Through the Law School postgraduate fellowships, the Liman Program funds graduates to do full-time work in ongoing or start-up projects devoted to the public interest. Examples include work on behalf of workfare recipients, criminal defendants, prisoners, persons with disabilities, migrant workers, the elderly, and immigrants. Including the 2010–2011 awards, the Liman Program has supported some 70 fellows at more than 60 public interest organizations.

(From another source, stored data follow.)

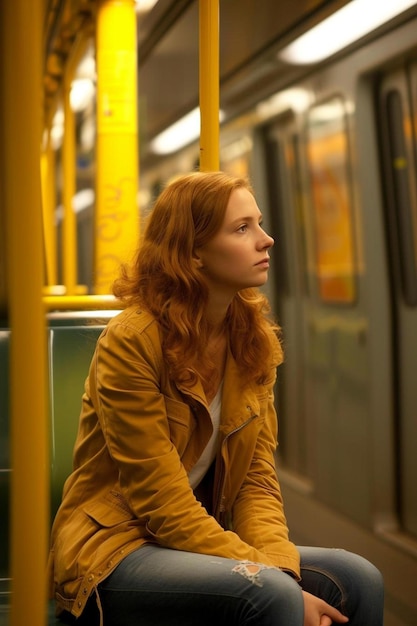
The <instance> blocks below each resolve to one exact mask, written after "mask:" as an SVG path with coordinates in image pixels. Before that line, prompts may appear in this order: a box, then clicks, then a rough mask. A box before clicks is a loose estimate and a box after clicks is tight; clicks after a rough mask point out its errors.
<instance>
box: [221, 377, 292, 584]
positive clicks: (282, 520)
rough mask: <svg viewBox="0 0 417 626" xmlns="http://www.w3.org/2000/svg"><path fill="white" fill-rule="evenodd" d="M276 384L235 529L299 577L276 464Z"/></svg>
mask: <svg viewBox="0 0 417 626" xmlns="http://www.w3.org/2000/svg"><path fill="white" fill-rule="evenodd" d="M273 379H274V380H275V371H274V376H273ZM272 385H273V381H272V383H271V384H270V386H269V394H268V400H267V405H266V415H265V422H264V425H263V428H262V430H261V431H260V433H259V436H258V440H257V444H256V449H255V453H254V455H253V458H252V462H251V465H250V468H249V471H248V473H247V475H246V478H245V480H244V482H243V484H242V486H241V488H240V491H239V494H238V496H237V498H236V500H235V503H234V507H233V514H232V517H233V528H234V530H235V532H236V533H237V534H238V535H239V537H240V538H241V539H242V540H244V541H246V542H247V543H249V544H250V545H252V546H254V547H255V548H257V549H258V550H259V551H260V552H262V554H264V555H266V557H267V558H268V560H270V561H272V562H273V563H274V564H275V565H277V566H278V567H280V568H281V569H283V570H286V571H289V572H290V573H291V574H293V575H294V576H295V577H296V578H299V575H300V564H299V554H298V551H297V549H296V547H295V546H294V544H293V543H292V542H290V541H289V533H288V527H287V521H286V518H285V514H284V506H283V500H282V495H281V489H280V485H279V481H278V477H277V473H276V467H275V450H276V446H277V431H278V427H277V417H276V412H275V408H274V398H273V392H272Z"/></svg>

Both fellows and current law students participate in workshops as well as plan the annual Liman Colloquium, which over the years has addressed such topics as “The Future of Legal Services,” “Valuing Low-Wage Workers,” “Welfare ‘Reform’ and Response,” “Encountering the Criminal Justice System,” “Portraying the Public Interest,” “Public Interest Lawyering in an Era of High Anxiety,” “Organizing, Reorganizing: Public Interest in Individual and Global Contexts,” “Liman at the Local Level: Public Interest Advocacy and American Federalism,” “Forty Years of Clinical Education at Yale: Generating Rights, Remedies, and Legal Services,” and “Imprisoned.” The latest Liman Program newsletter details the work of some of the 400 people who explored the state of incarceration in contemporary America at the “Imprisoned” colloquium; it also features the work of the Liman fellows and other activities of the Program.
The fourteenth annual Colloquium will be held at Yale Law School March 3 and 4, 2011, on the topic, “Collaboration, Cooperation, and Confrontation,” which will consider the many ways in which public lawyers and government interact.